With the rise in catastrophic events and losses over the past 25 years, CAT modeling has taken on an increased level of importance. CAT modeling was developed in the 1980s and enhanced since. It is used primarily by insurers and reinsurers to evaluate and manage catastrophe risk from many different types of catastrophes, ranging from hurricanes and floods to earthquakes and wildfires. Models are created by teams of cross-disciplinary professionals, who work together to create software, data and algorithms to help simulate the potential financial impact that catastrophes can bring in specified circumstances.

4

Climate Risk Model.
Climate risk models are a blend of the Global Climate Model output and the CAT Model, which includes a financial engine with the global climate model. While climate risk models come with a high level of uncertainty, through the use of different scenarios and pathways they are helpful to companies planning for future climate risk and how climate change may be evolving, including rising sea levels, which is expected to lead to stronger storms and changes in flood risk.

 

Making Use of Climate Models

Global climate models are typically utilized at the academic level, but insurers, reinsurers, brokers and, ultimately, businesses are more frequently seeking ways to convert some of their modeling results into strategic decision-making.

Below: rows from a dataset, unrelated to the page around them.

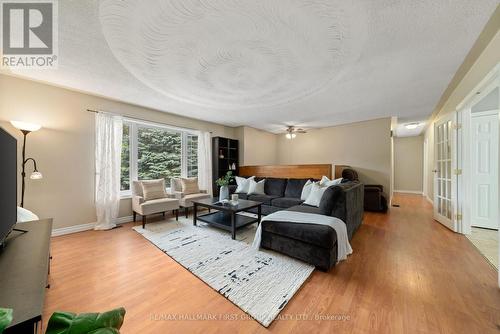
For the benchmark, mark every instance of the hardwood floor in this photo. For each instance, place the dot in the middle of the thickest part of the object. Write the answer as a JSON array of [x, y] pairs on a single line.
[[408, 274]]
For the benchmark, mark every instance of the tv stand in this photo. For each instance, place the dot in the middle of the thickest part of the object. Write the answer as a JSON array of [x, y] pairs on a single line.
[[24, 267]]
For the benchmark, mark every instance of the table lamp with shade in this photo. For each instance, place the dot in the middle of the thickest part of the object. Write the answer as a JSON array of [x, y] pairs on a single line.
[[26, 128]]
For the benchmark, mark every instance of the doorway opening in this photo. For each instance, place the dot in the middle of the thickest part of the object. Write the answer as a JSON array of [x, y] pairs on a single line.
[[479, 147]]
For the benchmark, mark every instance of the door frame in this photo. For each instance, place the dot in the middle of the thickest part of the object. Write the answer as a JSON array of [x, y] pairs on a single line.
[[463, 109]]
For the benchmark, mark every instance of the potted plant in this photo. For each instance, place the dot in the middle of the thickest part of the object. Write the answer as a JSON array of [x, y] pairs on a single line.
[[223, 183]]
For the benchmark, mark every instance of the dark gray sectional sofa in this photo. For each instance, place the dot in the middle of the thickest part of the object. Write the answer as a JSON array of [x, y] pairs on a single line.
[[314, 244]]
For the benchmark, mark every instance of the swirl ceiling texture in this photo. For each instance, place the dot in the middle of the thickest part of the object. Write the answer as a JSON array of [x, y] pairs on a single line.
[[230, 53], [266, 63]]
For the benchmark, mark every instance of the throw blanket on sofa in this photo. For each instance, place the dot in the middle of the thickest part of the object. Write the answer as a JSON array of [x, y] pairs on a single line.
[[343, 245]]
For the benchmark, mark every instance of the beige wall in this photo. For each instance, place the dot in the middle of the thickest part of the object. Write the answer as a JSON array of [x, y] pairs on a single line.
[[483, 64], [365, 146], [408, 163], [64, 147], [257, 147]]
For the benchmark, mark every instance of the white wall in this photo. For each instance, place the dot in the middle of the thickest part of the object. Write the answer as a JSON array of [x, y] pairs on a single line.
[[484, 63], [64, 147], [257, 147], [365, 146]]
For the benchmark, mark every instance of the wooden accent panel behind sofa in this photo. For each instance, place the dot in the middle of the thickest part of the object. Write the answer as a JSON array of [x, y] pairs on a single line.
[[288, 171]]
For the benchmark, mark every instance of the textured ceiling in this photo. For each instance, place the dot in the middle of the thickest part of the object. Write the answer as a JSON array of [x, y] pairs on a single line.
[[266, 64]]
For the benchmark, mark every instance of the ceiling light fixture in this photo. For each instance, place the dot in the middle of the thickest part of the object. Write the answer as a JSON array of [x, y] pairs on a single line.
[[412, 126]]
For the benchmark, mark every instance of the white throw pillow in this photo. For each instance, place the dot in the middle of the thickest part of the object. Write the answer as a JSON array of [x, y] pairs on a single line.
[[243, 184], [326, 182], [314, 197], [306, 190], [256, 188]]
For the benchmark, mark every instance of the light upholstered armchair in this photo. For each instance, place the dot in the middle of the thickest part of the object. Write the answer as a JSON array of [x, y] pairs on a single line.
[[147, 201], [186, 190]]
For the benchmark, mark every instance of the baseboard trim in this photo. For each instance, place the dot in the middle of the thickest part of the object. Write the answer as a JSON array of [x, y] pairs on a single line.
[[409, 192], [86, 227]]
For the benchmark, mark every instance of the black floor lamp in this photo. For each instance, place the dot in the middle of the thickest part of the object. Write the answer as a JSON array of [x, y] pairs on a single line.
[[26, 128]]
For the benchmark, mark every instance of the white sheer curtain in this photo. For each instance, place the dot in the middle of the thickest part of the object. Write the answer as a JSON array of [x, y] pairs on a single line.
[[108, 140], [205, 161]]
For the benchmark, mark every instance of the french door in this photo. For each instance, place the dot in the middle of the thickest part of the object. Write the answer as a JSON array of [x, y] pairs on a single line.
[[444, 172]]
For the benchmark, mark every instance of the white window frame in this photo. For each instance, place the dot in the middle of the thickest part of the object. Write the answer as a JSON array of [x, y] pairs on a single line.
[[134, 126]]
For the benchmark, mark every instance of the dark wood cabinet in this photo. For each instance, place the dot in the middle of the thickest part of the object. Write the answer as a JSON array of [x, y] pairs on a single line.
[[225, 157]]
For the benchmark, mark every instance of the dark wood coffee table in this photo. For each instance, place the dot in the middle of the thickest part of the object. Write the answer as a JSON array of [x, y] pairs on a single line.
[[227, 216]]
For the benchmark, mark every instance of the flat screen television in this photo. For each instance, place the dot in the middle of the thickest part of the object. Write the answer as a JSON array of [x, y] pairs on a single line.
[[8, 183]]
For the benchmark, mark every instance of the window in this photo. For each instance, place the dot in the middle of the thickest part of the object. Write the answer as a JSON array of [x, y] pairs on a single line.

Insurers and reinsurers are increasingly using near-term output from the models to help quantify climate risk in their portfolios and make adjustments that will help enable better pricing decisions on pricing, investments and exposure management now and over the long term. As mentioned earlier, a broker experienced in climate change modeling can help businesses interpret the results of these complex models and, based on their risk profile, work to determine a the right risk management program that builds resiliency for clients.

 

The Future of Climate Modeling

Scientists tend to agree that the world’s climate is changing largely due to human activity and that the average global temperature and sea levels will continue to rise.5 They also agree that this evolving climate behavior will continue to cause weather patterns to act more unusually than in the past.6 The use of climate modeling is global in nature and, as a result, has had an open culture of global collaboration. The primary example is the Coupled Model Intercomparison Project (CMIP), which since 1996 has combined the world’s climate models and scenarios every 6-7 years into a set of simulations. The result is a repository of global data that serves as the underlying basis for the Intergovernmental Panel on Climate Change (IPCC). CMIP 6 is an update of the repository, and has been released this year, along with the main findings from the Sixth Assessment Report of the IPCC.

Further, as computer power continues to grow stronger, climate modeling will continue to become more refined, more site-specific and provide users with more confidence in how impacts will be felt.